This is more of a query whether my idea can be utilized in Snowplow trackers. My idea is that, I would like to filter the data using some external API so that snowplow collect only specific type of data. I tried to send data to my AWS collector , through another third party URL but it is not working.
My query is , is my idea valid ? Will snowplow allow such filtering?
Remember, I am only trying this for web trackers.
Can you give an example of what sort of filtering logic you are trying to employ? Some filtering may require an external service vs some filtering that may be more appropriate at either the tracker or load balancer level.
My filtering is external. Let me explain.
- My collector is ‘c1.example.com’
- My filtering service is running at ‘filter.example.com’
3.I am sending tracking data to ‘filter.example.com’ and in this filtering server, I redirecting all the hits towards my collector url(c1.example.com).
Now the issue is that, I am facing 404 errors.
Is there any documentation available for the file sp.js? We can try modifying it to allow different filtering using the same file.
- Stop users tracking data from certain countries.
2.Stop few texts which not complying with our reporting system such as this : ‘ợc+hợp+nhất|’. These texts breaks the reporting files such as CSV, TSV
- Blocking some kind of contents for example porn content etc.

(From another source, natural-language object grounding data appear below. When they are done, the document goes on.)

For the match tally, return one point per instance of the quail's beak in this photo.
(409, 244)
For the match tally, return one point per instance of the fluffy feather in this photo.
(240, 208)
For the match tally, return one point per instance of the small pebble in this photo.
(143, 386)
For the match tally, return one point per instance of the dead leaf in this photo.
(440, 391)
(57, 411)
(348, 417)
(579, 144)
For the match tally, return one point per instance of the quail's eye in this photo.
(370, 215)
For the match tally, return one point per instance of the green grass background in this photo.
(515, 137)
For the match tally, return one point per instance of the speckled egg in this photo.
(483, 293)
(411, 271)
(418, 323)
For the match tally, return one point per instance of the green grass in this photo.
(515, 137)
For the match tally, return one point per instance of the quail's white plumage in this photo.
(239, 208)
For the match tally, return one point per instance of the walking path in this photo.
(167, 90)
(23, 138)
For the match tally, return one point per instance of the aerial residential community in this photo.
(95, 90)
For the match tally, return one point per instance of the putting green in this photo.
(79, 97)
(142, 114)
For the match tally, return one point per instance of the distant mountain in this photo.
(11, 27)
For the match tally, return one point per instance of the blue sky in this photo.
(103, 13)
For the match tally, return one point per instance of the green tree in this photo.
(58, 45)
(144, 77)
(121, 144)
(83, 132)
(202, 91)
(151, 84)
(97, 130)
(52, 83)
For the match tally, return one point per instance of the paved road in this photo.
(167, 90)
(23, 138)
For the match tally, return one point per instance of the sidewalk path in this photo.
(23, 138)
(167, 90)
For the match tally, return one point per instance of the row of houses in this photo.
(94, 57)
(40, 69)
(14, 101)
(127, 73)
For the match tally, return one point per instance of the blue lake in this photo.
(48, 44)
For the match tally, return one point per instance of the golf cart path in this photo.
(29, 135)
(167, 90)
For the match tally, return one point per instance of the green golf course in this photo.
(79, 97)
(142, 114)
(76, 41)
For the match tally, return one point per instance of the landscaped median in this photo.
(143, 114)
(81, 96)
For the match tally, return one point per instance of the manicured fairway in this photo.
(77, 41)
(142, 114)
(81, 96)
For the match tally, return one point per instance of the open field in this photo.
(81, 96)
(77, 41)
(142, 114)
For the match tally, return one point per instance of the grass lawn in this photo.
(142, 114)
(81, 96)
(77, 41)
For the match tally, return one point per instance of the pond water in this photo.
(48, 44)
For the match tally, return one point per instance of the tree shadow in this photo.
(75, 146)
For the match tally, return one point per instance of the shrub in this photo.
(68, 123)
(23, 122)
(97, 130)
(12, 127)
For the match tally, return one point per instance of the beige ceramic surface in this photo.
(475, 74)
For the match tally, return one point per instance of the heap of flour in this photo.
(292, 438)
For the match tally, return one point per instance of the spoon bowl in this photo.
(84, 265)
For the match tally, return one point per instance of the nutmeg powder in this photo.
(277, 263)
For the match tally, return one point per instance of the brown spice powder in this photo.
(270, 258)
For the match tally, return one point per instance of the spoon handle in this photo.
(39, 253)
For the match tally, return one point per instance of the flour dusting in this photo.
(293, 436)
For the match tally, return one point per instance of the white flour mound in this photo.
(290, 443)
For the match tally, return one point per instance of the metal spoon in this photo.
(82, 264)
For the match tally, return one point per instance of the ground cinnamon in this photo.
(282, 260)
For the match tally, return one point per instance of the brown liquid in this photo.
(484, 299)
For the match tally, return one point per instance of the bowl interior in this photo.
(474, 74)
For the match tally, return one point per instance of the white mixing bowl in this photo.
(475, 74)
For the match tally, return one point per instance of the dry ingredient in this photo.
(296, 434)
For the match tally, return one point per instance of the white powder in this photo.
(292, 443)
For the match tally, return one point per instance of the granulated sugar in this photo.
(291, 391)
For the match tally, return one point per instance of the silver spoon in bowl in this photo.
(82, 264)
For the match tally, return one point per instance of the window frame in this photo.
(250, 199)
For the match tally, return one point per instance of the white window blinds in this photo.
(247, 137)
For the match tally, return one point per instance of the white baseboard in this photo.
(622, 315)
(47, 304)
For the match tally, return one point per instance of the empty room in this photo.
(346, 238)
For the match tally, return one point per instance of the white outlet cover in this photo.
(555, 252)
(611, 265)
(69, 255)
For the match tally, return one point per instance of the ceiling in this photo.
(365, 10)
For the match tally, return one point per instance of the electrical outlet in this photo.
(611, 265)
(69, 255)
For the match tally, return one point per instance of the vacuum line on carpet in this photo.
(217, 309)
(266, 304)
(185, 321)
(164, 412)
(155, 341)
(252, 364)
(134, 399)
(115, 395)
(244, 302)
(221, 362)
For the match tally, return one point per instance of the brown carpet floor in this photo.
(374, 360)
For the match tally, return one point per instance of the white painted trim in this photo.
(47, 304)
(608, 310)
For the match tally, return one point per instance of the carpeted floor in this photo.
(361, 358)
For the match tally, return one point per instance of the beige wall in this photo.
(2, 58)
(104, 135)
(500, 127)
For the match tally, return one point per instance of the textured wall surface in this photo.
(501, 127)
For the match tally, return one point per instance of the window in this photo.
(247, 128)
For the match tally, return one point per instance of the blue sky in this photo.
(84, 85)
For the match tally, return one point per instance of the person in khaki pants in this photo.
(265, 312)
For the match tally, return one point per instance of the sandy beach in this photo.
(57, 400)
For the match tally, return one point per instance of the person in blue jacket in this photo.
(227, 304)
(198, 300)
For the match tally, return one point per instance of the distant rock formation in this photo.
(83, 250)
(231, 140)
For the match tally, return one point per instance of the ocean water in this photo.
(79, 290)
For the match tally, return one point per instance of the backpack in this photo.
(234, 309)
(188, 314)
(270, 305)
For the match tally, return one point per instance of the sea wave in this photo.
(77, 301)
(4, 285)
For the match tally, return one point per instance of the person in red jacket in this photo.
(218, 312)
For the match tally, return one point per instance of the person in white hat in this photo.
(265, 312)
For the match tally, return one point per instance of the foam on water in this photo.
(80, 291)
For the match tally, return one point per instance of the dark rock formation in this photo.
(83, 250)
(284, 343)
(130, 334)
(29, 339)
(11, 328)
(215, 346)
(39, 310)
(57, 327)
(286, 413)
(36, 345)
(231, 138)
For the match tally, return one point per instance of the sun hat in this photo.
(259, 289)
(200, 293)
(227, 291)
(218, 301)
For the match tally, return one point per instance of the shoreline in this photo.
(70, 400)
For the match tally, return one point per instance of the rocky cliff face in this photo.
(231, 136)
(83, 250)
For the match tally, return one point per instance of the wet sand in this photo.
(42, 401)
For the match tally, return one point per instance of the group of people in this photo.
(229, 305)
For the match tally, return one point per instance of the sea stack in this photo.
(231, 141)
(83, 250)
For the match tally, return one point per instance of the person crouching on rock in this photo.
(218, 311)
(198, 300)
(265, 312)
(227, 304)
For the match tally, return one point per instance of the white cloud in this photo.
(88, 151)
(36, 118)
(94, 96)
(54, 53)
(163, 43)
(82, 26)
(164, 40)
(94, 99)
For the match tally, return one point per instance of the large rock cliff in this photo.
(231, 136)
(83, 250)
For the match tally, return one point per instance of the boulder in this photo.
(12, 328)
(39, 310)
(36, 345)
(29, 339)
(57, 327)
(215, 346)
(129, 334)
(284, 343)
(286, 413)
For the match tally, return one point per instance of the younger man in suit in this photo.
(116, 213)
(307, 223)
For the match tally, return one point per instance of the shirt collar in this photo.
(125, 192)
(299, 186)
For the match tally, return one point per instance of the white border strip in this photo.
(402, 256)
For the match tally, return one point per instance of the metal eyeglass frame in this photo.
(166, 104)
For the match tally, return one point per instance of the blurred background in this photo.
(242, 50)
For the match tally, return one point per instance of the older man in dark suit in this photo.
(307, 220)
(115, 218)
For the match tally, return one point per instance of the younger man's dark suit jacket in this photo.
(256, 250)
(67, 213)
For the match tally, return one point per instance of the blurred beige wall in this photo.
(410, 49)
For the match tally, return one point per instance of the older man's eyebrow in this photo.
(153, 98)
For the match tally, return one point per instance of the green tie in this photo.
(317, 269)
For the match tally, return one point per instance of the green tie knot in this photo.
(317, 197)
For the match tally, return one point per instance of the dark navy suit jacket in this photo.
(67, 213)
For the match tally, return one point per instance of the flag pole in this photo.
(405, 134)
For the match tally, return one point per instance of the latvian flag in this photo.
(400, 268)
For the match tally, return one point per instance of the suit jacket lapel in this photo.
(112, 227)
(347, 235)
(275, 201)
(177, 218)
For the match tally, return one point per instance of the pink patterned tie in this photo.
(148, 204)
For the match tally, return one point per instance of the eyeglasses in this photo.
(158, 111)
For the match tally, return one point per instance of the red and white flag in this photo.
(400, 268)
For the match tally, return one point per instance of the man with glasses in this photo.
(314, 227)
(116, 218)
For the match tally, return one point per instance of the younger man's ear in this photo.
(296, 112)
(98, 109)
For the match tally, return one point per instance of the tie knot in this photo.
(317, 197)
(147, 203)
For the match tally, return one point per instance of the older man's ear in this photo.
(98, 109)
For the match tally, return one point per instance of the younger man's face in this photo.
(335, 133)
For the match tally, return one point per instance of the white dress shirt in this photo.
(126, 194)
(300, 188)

Thanks for your time and effort.
Do you know where this data is coming from? Everything in the Snowplow pipeline should be UTF-8 so this shouldn’t break loading or processing any parts of the pipeline but you may want to filter it out somewhere depending on how it’s being sent / if it’s expected (you could likely due this in your schema definitions).

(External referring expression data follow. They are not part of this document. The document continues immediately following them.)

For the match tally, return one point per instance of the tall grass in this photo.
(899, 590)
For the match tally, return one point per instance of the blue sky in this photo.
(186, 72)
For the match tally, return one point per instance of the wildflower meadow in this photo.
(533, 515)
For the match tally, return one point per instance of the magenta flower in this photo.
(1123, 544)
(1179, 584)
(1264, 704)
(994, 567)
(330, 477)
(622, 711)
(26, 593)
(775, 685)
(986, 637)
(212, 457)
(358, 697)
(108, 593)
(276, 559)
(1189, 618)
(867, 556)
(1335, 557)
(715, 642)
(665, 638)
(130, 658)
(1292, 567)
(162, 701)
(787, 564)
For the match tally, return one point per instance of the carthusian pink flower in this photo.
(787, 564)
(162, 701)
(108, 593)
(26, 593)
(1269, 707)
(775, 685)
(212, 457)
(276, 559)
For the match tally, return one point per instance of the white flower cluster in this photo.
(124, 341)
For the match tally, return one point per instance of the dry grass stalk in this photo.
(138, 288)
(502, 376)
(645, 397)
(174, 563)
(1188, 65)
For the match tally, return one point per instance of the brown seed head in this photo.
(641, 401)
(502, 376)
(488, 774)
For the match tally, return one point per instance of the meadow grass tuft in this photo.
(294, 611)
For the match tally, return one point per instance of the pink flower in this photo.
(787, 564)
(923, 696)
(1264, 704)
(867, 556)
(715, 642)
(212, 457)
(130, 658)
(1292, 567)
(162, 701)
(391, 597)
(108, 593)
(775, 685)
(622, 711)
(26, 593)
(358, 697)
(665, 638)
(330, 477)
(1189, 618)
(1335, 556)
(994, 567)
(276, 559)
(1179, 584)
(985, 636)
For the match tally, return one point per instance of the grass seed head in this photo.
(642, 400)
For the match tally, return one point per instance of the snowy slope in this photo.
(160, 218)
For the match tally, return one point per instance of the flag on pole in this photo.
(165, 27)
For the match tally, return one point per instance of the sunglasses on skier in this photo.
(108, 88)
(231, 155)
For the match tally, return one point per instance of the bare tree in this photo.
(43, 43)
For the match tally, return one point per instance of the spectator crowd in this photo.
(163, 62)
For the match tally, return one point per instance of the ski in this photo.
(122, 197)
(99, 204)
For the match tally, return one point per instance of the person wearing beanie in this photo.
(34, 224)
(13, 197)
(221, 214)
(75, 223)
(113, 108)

Is it porn URLs that are being sent through in fields or something else? This can be a trickier one to remove but I suspect the best place to do this would be a custom enrichment that flags adult sites and removes / redacts or drops the event depending on your desired behaviour.
Thanks for your suggestions.
Can we use IP lookup enrichment for blocking some countries/cities? If not, what is the utilization of this enrichment?

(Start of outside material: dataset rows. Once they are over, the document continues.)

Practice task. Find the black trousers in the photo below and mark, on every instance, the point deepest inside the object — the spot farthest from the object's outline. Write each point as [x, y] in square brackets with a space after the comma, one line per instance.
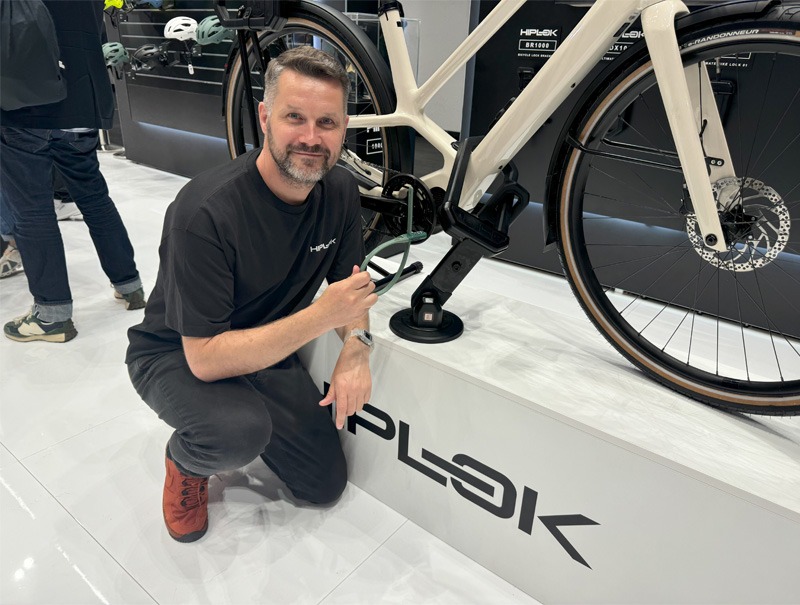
[224, 425]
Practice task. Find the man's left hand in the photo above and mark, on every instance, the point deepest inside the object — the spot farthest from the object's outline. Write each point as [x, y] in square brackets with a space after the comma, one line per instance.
[351, 382]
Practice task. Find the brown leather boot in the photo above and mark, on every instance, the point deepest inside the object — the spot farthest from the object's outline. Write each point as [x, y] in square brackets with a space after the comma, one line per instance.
[185, 504]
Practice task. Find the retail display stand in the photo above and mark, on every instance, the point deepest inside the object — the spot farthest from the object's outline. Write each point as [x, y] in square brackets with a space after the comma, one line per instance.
[531, 447]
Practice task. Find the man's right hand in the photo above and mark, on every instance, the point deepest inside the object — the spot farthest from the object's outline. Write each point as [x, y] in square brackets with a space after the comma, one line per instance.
[348, 300]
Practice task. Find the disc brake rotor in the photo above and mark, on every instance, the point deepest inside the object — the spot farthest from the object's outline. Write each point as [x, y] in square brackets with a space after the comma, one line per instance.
[755, 219]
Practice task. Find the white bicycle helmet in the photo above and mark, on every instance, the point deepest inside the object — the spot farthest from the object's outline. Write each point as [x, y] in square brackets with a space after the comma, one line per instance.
[181, 28]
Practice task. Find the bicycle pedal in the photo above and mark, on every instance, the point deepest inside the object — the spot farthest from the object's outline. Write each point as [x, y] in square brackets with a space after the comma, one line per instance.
[462, 225]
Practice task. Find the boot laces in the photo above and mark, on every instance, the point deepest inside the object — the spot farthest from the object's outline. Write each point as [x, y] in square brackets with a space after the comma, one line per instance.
[194, 492]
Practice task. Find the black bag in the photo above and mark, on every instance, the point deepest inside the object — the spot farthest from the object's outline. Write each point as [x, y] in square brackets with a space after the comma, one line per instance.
[30, 72]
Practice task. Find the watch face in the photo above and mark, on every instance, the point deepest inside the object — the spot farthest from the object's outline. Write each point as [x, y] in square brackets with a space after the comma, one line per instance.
[365, 337]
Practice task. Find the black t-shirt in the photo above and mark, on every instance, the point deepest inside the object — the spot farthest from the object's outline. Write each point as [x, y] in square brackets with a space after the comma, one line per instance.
[234, 256]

The IP lookup enrichment runs after collection so its primary use is to add geographic information to an event for analysis and filtering - rather than blocking.
If you want to stop events before they are collected this depends a bit more on the use case e.g., do you want to stop events because you don’t have consent to collect or you just don’t want to collect for some other reason?
Depending on this you could look at blocking countries at the CDN level (though a warning that this still be an approximation based on the IP address) or alternately you could run some client side code that retrieves the country from an IP address using an API (such as ipify) and then determines whether the tracker should be initialised or not.
Can you please explain , how this API enrichment can be implemented?
I suppose , you referring to this as API enrichment:
Yes - you would send the parts of the event that you want to filter to this API and then you could flag the events appropriately and remove them from your database.